Dal 19 al 27 ottobre a Budrio (Sala Rosa di Palazzo Medosi Fracassati) sarà esposta la mostra fotografica della giornalista colombiana Zoraida Diaz che ha per oggetto uno dei problemi più scottanti dell’America Latina: la guerriglia che da anni insanguina la Colombia per il controllo del nercotraffico. La mostra, patrocinata dal Comune di Budrio e organizzata dalle Associazioni culturali “Senza Confini” di Budrio e “Francesco Francia” di Bologna, è già stata esposta a Bologna.
Inagurazione a Budrio, 19 ottobre ore 17
Apertura della Mostra: Martedì 22 ottobre, dalle 10 alle 12
Sabato e domenica dalle 10 alle 12 e dalle 15.30 alle 18.
21 ottobre alle ore 21.00 presso la Sala Rosa Incontro con l’Artista sul tema:
Narco traffico e America Latina
Si tratta di un’ esposizione di una trentina di immagini, realizzate da questa grande fotografa che, nella sua importante carriera professionale, ha pubblicato straordinari servizi fotografici sulle prime pagine dei più celebri giornali del mondo, come il New York Times, il Guardian, l’International Herald Tribune, Liberation. El Pais, Newsweek e il Clarin.

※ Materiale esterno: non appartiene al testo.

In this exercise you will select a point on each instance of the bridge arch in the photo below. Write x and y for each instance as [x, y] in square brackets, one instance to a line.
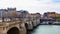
[13, 30]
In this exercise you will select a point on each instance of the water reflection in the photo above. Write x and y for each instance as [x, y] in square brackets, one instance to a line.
[46, 29]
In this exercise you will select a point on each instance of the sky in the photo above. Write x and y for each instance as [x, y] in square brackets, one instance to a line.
[32, 6]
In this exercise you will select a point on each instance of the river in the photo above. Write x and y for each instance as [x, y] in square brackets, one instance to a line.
[46, 29]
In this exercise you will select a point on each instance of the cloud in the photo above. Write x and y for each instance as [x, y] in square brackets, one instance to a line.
[32, 6]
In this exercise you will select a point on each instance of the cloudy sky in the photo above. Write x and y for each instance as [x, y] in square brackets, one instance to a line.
[32, 6]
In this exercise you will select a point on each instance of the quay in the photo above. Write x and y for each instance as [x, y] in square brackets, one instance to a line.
[19, 22]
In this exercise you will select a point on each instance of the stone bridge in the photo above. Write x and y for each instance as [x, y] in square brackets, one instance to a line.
[12, 28]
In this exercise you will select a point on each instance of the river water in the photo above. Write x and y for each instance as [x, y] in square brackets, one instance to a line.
[46, 29]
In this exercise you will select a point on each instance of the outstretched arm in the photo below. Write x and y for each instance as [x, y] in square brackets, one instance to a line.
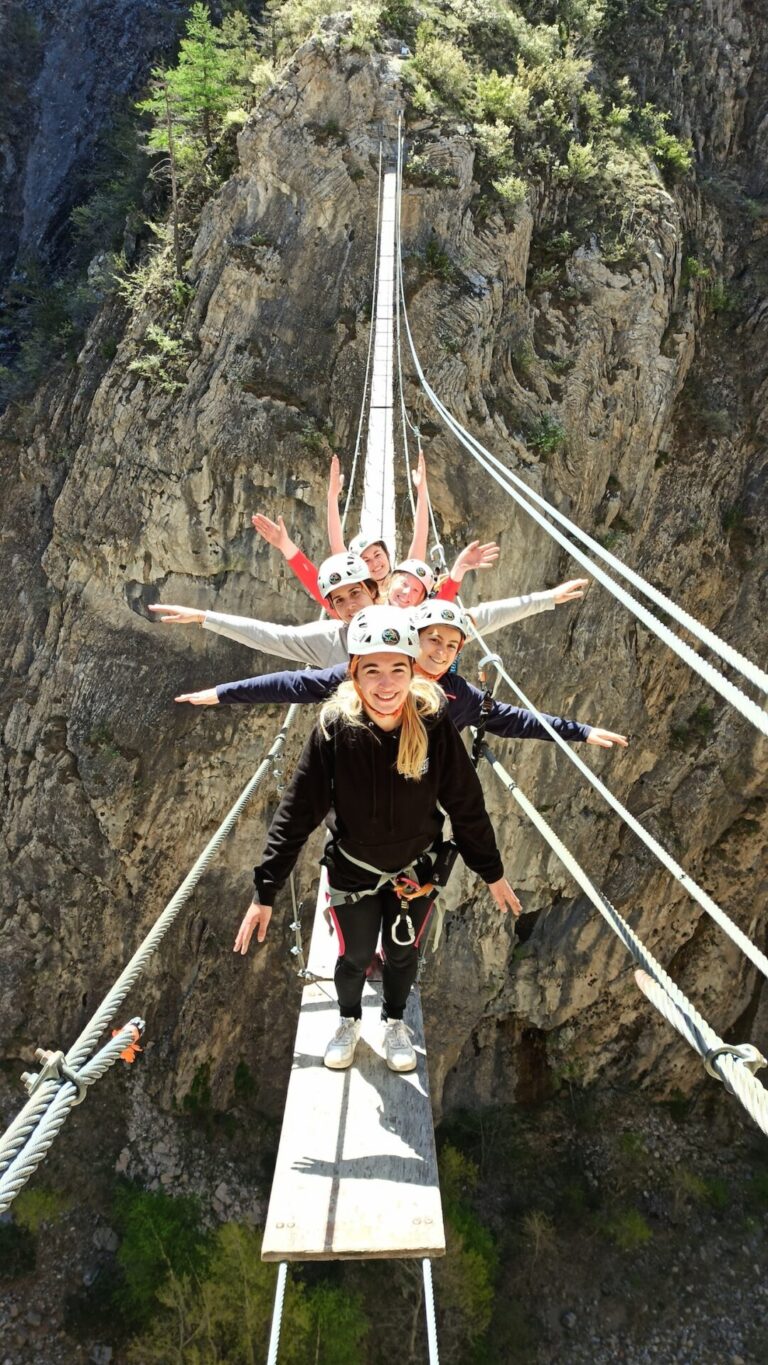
[276, 534]
[334, 486]
[303, 807]
[300, 685]
[474, 556]
[422, 518]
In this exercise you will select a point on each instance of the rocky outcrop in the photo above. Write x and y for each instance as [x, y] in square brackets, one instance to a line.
[122, 494]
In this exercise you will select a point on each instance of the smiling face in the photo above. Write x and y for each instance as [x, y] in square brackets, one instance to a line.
[384, 681]
[405, 590]
[438, 647]
[377, 558]
[349, 599]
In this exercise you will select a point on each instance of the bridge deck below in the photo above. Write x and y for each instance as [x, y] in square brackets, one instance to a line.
[356, 1169]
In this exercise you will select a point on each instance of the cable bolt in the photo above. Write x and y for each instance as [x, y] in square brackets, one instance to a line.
[55, 1068]
[745, 1053]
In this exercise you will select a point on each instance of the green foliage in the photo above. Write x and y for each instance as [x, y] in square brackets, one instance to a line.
[547, 436]
[164, 359]
[671, 153]
[442, 66]
[202, 86]
[459, 1175]
[223, 1313]
[692, 270]
[161, 1237]
[318, 436]
[628, 1230]
[338, 1326]
[36, 1205]
[438, 261]
[504, 97]
[17, 1252]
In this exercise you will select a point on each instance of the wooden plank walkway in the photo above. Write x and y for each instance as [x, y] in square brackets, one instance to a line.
[356, 1169]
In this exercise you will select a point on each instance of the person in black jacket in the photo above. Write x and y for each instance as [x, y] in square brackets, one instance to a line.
[381, 760]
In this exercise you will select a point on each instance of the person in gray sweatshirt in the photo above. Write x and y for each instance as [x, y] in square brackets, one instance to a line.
[345, 586]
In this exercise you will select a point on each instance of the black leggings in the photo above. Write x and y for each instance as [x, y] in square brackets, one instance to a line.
[358, 927]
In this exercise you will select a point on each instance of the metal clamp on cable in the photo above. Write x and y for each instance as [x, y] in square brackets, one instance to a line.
[490, 658]
[53, 1068]
[745, 1053]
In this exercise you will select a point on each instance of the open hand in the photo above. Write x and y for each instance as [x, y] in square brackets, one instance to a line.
[273, 533]
[475, 556]
[606, 739]
[569, 591]
[208, 698]
[179, 614]
[505, 897]
[257, 916]
[336, 478]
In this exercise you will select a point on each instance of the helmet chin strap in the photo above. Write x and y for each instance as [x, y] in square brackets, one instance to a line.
[431, 677]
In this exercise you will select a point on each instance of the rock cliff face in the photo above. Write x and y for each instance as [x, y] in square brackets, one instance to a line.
[117, 496]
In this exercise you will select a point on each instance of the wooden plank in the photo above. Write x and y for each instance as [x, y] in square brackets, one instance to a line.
[356, 1170]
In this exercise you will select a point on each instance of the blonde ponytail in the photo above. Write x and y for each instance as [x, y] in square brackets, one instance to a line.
[423, 699]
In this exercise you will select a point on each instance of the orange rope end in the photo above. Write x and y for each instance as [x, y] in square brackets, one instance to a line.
[128, 1054]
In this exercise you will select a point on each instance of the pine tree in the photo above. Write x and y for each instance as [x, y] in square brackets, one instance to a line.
[202, 82]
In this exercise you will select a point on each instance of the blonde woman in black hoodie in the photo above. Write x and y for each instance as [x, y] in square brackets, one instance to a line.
[381, 759]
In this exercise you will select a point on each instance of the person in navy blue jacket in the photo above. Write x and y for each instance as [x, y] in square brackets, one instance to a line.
[442, 631]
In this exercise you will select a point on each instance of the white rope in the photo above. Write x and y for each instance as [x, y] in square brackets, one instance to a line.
[726, 651]
[64, 1099]
[26, 1121]
[696, 892]
[749, 709]
[437, 552]
[366, 381]
[277, 1313]
[731, 1070]
[734, 1065]
[430, 1312]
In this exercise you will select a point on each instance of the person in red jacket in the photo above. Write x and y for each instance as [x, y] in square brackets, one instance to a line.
[382, 765]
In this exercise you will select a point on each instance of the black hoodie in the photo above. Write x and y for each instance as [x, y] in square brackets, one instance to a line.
[375, 814]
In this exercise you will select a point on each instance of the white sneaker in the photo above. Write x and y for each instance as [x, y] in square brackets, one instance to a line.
[340, 1051]
[399, 1049]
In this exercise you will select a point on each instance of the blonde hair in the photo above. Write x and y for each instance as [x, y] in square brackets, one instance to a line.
[423, 699]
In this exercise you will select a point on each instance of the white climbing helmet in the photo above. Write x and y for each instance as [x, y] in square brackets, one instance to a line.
[340, 571]
[363, 542]
[441, 613]
[384, 629]
[419, 571]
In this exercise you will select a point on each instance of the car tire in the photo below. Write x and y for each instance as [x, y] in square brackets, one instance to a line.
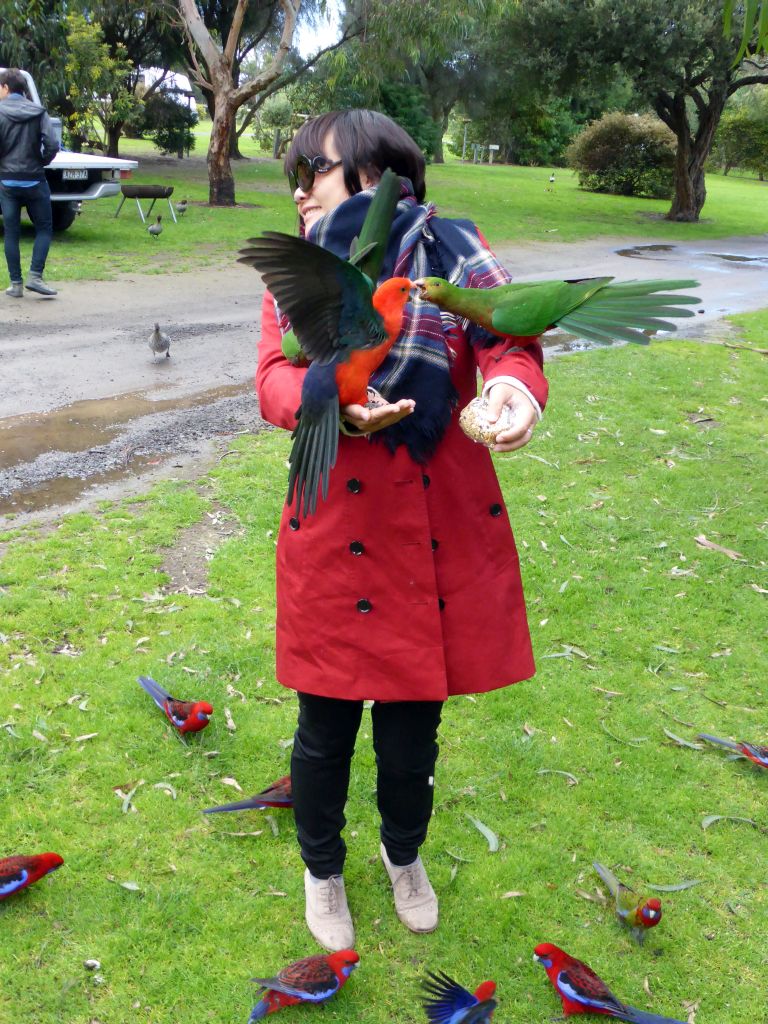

Fino a qualche decennio quella ritratta ed esposta nella mostra era l’immagine della Colombia e Medellin era la città più pericolosa del mondo, teatro del dominio di Pablo Escobar, morto nel 1993, capo indiscusso dei narcotrafficanti. Oggi la capitale d’Antoquia viene definita una delle città più innovative del mondo per il suo progetto di integrazione urbana. Ma mille chilometri più a sud, sulla Cordigliera andina, è ancora guerra tra i militari del Governo e le Forze Armate rivoluzionarie di Colombia (FARC). Si tratta della guerriglia più antica e longeva di tutto il Latino-america che in tema di narcotraffico muove qualcosa come 300 milioni di dollari ogni anno.